At first glance, Marisa Portolese’s photographs may suggest an almost Instagram-style aesthetic that is merely blown up to fit gallery walls, however a deeper look into her residency at McCord Museum provides an insight into the impact of historical artistic tendencies upon contemporary art today.

Marisa Portolese’s collection at the McCord Museum takes a feminist approach to showcasing her research of the Notman Photographic Archive, containing works made by the photographer William Notman, and interpreting them in her own manner.  The artist-in-residence programme allows artists to exhibit a series of work based on research conducted within the archives of the museum. William Notman’s photographs capture his models in an unusually dignified and respectful manner for his time. Therefore, in accordance with the artist-in-residence programme Portolese aimed to create a connection within her art between representations of women in the present day and those of the past. This is done through posing women in a Victorian style, each with different backgrounds and props in their spheres of existence, borrowing a style that Notman used in his own photographs. However, Portolese adds her own contemporary style to the portraits by employing floral backgrounds, which are a nod to the use of nature in Notman’s own photographs, made to match each photographic protagonist differently. Notman’s aristocratic women are therefore transformed into Portolese’s students, professors and children in a manner which not only embraces femininity but also establishes a connection with the character and persona with each individual woman, allowing them to pursue their own individual dialogues through their unique portraits.


The way in which Portolese tackles the idea of the female within art and also within the realm of photography is incredibly refreshing.
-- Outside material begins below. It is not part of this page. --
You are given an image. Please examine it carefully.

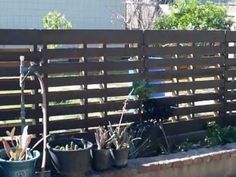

She allows everyday women to be presented as works of art and as beings worth discussing without the traditional convention of female muses being elevated by male artists. The women depicted come from diverse and inspiring backgrounds, ranging from 6th graders studying dance in high school to a woman who was raised in Saudi Arabia and now works as a doula and midwife’s assistant in Montreal. The exhibition therefore also shows a wide range of women, from various areas of the world who are now based in Montreal, showcasing the diversity of our own community through the elevation of these everyday local women. Thus, Portolese merges photography and autobiography to create pictorial narratives surrounding these women.
Her photographs are taken with an analogue camera to produce negatives which are then scanned and printed in a dark room on photographic paper. The only digital step is when the negatives need to be digitized, whereas Portolese aimed to keep the process of producing the photographs as analogue and true to past techniques as possible. The bright lighting and bold colours of each photograph allow the viewer to gain an even greater connection to the women depicted, in addition to the sheer size of the images which create life size models of these women for the viewer to interact with.
I viewed these pictures almost as sources of reassurance, the fact that women who are like you can be elevated to the realm of art is a message that affirms one’s own identity and purpose. These images inspire a sense of drive and determination through their powerful stances which demonstrate everyday identities. Children, students, older women are all shown as individuals yet equals.
The idea of space is also depicted in a reformative way, while women were traditionally depicted as being closed off in portraits, being confined in a usually domestic space. However, Portolese’s new interpretation frees these figures from the traditional visual language of confinement. She also incorporates two artistic mediums in her work, with painted floral backgrounds adapted for each woman blending in with photographic flowers and props that merge the worlds of modern and early techniques of art making. Thus, bringing to life aspects of everyday femininity, community and aestheticism often forgotten in our modern day lives.